Les mesures de protection phytosanitaire doivent fondamentalement être considérées dans le contexte plus vaste des objectifs de la production végétale, des conditions spécifiques du site et des conditions économiques et socio-économiques. L'impact de la protection des végétaux peut prendre la forme de pollutions et de nuisances physiques et énergétiques pour l'homme, la faune, la flore, les denrées alimentaires et les aliments pour le bétail, le sol, l'air et l'eau. La lutte contre les organismes nuisibles agit sur la diversité et la densité de population des espèces et constitue une intervention dans un système (biocénose).

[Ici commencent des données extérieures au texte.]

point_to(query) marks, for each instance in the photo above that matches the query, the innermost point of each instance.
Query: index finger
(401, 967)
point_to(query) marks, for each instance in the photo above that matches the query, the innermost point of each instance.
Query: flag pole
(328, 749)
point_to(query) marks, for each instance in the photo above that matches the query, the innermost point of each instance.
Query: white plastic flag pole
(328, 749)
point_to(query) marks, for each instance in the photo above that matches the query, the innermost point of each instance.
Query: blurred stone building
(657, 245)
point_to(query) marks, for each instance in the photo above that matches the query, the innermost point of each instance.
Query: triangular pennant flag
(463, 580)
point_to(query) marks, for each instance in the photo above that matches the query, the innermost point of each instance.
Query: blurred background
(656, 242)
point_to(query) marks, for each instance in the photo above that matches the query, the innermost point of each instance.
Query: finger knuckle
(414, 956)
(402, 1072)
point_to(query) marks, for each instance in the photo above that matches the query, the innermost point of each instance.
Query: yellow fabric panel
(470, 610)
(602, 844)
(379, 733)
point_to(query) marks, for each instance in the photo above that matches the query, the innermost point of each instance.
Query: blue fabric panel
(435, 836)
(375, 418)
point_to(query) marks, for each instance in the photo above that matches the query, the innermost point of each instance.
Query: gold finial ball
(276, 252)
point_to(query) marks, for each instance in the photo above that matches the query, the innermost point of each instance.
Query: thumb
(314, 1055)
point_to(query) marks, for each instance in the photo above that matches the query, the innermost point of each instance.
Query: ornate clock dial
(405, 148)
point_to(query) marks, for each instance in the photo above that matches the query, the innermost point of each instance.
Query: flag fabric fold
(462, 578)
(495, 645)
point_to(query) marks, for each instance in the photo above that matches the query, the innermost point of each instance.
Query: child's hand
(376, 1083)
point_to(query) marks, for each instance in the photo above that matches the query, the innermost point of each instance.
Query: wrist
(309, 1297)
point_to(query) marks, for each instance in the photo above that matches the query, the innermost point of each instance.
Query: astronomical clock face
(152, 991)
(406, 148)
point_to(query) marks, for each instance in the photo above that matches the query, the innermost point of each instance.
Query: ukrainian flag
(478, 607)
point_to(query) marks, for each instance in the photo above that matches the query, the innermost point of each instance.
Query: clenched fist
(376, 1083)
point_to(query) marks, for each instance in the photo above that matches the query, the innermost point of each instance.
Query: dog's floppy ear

Un vaste choix de méthodes s'offre à nous pour protéger la production végétale. L'analyse et l'évaluation de leurs effets respectifs sur l'environnement doivent permettre de choisir les procédés les moins préjudiciables au milieu naturel et d'éviter ainsi les effets indésirables ou inacceptables.

Les stratégies de lutte respectueuses de l'environnement ont pour caractéristique de favoriser et d'utiliser de manière ciblée les facteurs limitants naturels spécifiques à l'écosystème et de leur adjoindre d'autres mesures puisées dans l'éventail des procédés physiques, chimiques, biotechniques et biologiques.